E se il presidente pachistano Asif Ali Zardari, sul Washington Post, sentenzia che il suo Paese non ha collaborato all'operazione Abbottabad, è anche vero che l'ambasciatore del Pakistan negli Stati Uniti ha annunciato che Islamabad aprirà un'inchiesta per “fare piena luce” sull'operato dei servizi di intelligence pachistani (Isi) nella caccia a Osama. E si perché, ammette Hussain Haqqani alla Cnn, “...è chiaro che bin Laden aveva una rete di sostegno...la questione è sapere se questa rete si trovava all'interno del governo, dello Stato o della società pachistana....”. Nel contempo il dicastero degli Esteri smentisce l'utilizzo di basi nazionali per gli elicotteri Usa in missione su Abbottabad. Insomma due messaggi che cercano di parlare a pubblici diversi: quello pachistano e quello americano-occidentale.

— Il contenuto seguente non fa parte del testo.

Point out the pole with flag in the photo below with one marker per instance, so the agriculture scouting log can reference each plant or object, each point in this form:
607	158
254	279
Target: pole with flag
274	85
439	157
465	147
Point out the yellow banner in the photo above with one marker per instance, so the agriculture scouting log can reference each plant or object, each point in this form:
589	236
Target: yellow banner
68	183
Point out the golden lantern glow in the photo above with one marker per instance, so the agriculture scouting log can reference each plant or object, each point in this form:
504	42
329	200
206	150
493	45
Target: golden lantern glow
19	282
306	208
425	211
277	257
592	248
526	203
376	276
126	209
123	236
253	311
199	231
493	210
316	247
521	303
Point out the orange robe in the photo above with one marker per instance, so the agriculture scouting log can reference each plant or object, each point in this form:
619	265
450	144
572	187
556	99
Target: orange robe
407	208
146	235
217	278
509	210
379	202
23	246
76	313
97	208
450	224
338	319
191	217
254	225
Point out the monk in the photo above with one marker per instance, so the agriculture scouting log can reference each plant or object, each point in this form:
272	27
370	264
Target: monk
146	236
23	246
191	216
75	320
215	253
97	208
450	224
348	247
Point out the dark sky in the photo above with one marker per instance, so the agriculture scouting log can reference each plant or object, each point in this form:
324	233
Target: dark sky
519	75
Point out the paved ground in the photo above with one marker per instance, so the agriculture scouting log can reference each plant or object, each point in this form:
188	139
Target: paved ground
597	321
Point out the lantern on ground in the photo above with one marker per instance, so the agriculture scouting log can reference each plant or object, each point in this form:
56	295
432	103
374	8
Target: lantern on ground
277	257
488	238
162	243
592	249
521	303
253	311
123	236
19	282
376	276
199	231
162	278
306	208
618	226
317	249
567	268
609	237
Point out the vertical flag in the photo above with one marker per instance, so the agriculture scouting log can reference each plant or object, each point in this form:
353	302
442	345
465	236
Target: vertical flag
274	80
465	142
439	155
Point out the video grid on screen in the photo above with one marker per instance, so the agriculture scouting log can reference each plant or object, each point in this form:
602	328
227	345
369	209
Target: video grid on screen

La stampa pachistana (in lingua inglese) fa la voce grossa. L'autorevole “The Dawn” solleva sospetti sull'effettiva collaborazione tra la Cia e l'Isi e si domanda se gli americani si fidino o no degli alleati ma sul PakTribune il premier Gilani spiega che la caccia a Osama è stata resa possibile da uno scambio di informazioni tra americani e uomini dell'intelligence di un Paese “schierato nella guerra al terrore”. Mezze ammissioni. Con prudenza: non è che ai propri cittadini si può dire che con gli americani siamo un tutt'uno e rinnegare scontri durati un anno al calor bianco sulla violazione degli spazi aerei (coi droni) e della sovranità nazionale (come tra l'altro ricordato ieri da un gruppo di senatori dell'opposizione e dal ministero degli Esteri). Bisogna andarci piano. E insomma, com'è andata?
La teoria che va per la maggiore, con qualche solido appiglio, è che nell'Isi (nell'esercito, nel governo, nel Paese) ci sono forse più di due anime antitetiche, spesso conflittuali ma che tutto sommato convivono in un Pakistan che di anime ne ha diverse: filoccidentali, smaccatamente antiamericane, integraliste, eminentemente laiche, secessioniste, di minoranza e via discorrendo. Farle convivere, utilizzarne i vasi comunicanti, reggerne i diversi equilibri profittando ora dell'una ora dell'altra, è stato uno dei grandi rovelli (e drammi) di ogni presidente, dal pragmatico fondatore del Paese dei puri, Ali Jinnah, al socialdemocratico Zulfikar Bhutto, al fervido islamista Zia Ul-Haq per finire col fragile Asif Zardari dei giorni nostri. Partita difficile e sempre sotto la spada di Damocle di un potente vicino (Delhi) pur se con l'appoggio di qualche altro potentissimo alleato (Pechino e poi Washington, a volte Riad.